Public Utilities Commission of Texas (PUCT) today approved a settlement between myriad petitioners, including the Solar Energy Industries Association (SEIA), Texas Solar Power Association and Dallas-based utility Oncor, that required the utility to withdraw its plan to add what pv magazine in March called “bizarre” fixed charges to the bills of solar consumers.
“The settlement agreement is a big win for the 10 million Texan families served by Oncor who will now continue to have the option to install solar and other distributed-resource technologies like storage without being subjected to the onerous and discriminatory minimum bill charge that would apply only to them,” said Benjamin Inskeep of EQ Research. “It avoids what would have been a catastrophic tariff for many families and completely undermined the value proposition of solar DG for many.”
In March, Texas-utility Oncor filed a proposal that would have imposed either a minimum bill of $3.53 for every kilowatt of maximum demand that customers with distributed resources – solar, micro-wind turbines or batteries – had or the standard residential rate – whichever was more expensive for the customer.

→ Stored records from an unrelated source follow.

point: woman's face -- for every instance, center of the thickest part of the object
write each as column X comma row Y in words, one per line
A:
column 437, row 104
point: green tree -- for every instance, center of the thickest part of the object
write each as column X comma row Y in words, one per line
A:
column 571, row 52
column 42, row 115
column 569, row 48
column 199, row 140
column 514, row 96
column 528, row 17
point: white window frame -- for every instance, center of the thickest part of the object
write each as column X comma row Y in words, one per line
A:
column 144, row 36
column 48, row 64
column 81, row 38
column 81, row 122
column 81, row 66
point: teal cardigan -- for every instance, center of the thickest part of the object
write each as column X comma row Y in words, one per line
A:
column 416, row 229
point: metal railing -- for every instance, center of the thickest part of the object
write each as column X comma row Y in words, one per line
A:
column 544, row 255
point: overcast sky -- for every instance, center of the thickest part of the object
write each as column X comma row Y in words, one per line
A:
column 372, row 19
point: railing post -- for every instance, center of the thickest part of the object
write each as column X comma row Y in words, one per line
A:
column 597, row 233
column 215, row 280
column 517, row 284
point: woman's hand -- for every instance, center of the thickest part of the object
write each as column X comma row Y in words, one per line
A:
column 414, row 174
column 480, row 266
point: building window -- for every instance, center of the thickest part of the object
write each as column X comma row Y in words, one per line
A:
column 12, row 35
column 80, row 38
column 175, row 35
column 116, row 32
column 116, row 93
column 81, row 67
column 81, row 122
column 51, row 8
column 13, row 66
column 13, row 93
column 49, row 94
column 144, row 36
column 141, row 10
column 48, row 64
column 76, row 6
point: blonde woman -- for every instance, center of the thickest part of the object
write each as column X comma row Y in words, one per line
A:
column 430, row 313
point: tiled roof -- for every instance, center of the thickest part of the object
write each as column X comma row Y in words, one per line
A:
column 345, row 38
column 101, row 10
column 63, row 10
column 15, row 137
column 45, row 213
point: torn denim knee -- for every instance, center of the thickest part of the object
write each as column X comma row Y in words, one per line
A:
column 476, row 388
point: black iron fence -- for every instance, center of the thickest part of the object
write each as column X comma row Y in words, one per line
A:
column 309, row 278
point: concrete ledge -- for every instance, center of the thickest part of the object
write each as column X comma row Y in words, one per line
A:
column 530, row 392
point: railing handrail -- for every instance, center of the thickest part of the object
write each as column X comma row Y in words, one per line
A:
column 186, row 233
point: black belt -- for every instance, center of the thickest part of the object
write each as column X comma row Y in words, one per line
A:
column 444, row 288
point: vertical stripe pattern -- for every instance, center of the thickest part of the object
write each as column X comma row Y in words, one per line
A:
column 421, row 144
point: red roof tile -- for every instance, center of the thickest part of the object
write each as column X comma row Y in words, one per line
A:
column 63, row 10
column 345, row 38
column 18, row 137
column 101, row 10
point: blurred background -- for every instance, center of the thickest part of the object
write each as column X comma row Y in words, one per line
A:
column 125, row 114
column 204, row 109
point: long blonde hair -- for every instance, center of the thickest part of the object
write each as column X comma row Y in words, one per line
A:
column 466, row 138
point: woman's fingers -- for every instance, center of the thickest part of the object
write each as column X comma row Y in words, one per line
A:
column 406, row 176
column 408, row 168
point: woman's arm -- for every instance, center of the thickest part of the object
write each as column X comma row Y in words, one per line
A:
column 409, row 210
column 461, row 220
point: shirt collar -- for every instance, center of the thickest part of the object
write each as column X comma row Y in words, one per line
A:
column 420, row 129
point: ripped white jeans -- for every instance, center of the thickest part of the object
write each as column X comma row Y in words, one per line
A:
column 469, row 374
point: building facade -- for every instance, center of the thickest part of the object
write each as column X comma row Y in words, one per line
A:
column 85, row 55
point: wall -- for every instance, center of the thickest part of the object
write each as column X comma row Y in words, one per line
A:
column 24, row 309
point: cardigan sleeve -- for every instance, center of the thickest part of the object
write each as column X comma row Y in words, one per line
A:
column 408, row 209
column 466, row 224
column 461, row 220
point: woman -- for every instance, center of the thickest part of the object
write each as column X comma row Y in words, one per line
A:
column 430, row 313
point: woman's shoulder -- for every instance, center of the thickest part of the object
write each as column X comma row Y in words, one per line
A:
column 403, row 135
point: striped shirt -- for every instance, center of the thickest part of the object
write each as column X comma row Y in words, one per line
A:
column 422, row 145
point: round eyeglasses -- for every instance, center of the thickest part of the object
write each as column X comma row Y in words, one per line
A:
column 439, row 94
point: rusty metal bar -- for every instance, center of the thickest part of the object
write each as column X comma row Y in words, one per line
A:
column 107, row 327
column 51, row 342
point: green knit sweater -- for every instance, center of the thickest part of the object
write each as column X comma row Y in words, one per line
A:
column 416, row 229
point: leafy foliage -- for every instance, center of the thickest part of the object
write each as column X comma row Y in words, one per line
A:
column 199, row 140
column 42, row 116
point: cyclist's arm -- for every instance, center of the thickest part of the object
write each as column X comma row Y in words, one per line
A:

“I’m not sure exactly what Oncor was thinking when they proposed the [tariff], but in general, I’ve seen a growing number of “creative” utility proposals like Oncor’s that would impose new charges on solar and other distributed generation customers,” Inskeep said. “Clearly, utilities are concerned about revenue erosion.”

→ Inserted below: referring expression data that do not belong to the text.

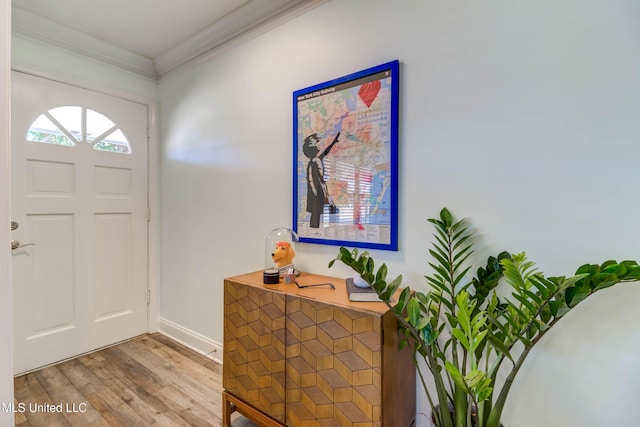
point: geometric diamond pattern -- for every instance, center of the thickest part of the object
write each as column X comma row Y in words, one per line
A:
column 318, row 361
column 333, row 370
column 254, row 347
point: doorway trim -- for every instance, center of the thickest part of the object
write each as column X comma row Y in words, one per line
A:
column 153, row 223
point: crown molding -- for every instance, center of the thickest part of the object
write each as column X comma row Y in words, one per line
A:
column 51, row 34
column 250, row 20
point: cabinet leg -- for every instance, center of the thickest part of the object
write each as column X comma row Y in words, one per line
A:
column 227, row 409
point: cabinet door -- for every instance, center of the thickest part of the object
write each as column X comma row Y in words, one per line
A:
column 254, row 347
column 334, row 365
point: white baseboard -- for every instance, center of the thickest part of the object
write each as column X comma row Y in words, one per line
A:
column 203, row 345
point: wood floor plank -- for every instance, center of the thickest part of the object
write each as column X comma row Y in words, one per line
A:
column 36, row 402
column 73, row 404
column 149, row 380
column 177, row 373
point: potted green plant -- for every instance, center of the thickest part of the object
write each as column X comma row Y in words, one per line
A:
column 464, row 332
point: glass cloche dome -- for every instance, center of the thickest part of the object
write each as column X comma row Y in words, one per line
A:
column 280, row 249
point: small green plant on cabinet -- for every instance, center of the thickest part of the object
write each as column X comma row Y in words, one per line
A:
column 464, row 332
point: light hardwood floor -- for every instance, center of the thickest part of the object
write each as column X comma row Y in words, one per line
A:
column 147, row 381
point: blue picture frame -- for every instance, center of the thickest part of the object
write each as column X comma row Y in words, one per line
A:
column 345, row 160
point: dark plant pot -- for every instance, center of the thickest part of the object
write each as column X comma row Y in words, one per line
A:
column 473, row 424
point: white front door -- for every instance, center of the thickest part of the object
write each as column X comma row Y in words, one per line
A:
column 79, row 198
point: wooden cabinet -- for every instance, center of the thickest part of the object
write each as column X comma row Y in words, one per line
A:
column 310, row 357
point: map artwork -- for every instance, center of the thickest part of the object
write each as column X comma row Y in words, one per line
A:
column 344, row 165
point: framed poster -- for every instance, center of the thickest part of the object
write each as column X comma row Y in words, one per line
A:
column 345, row 160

“But penalizing [distributed generation] customers for their investments years after is hardly a reasonable solution,” Inskeep continued. “Fortunately, the vast majority of these proposals have been rejected, withdrawn or significantly curtailed.”
Inskeep was also troubled by Oncor’s proposal because:
- it did not provide for any grandfathering period for any existing distributed generation customers;
- Oncor would have used a complicated and opaque calculation to determine a different minimum bill value for each DER customer, which would have significantly complicated the solar sales process;
- since Oncor was calculating a customer’s unique minimum bill based on the customer’s past energy usage or demand, a customer had no power to take action in the future to reduce his or her minimum bill (e.g., through energy efficiency investments or adding energy storage to an existing solar DG system); and
- the proposal undermined a number of long-established ratemaking principles.
It appears from a series of documents hidden in TPUC’s antiquated public records database that, to get Oncor on board with withdrawing its byzantine rate proposal, the signatories agreed to let the utility increase residential base rates by 3.4%, despite having TPUC settled rates in effect. The new rates will take effect on November 27.
Nevertheless, the solar industry seemed pleased that it managed to get the original proposal withdrawn.
Sean Gallagher, vice president of state affairs for SEIA, said the settlement would allow current and future solar customers the freedom to choose their energy source without fear of financial penalty.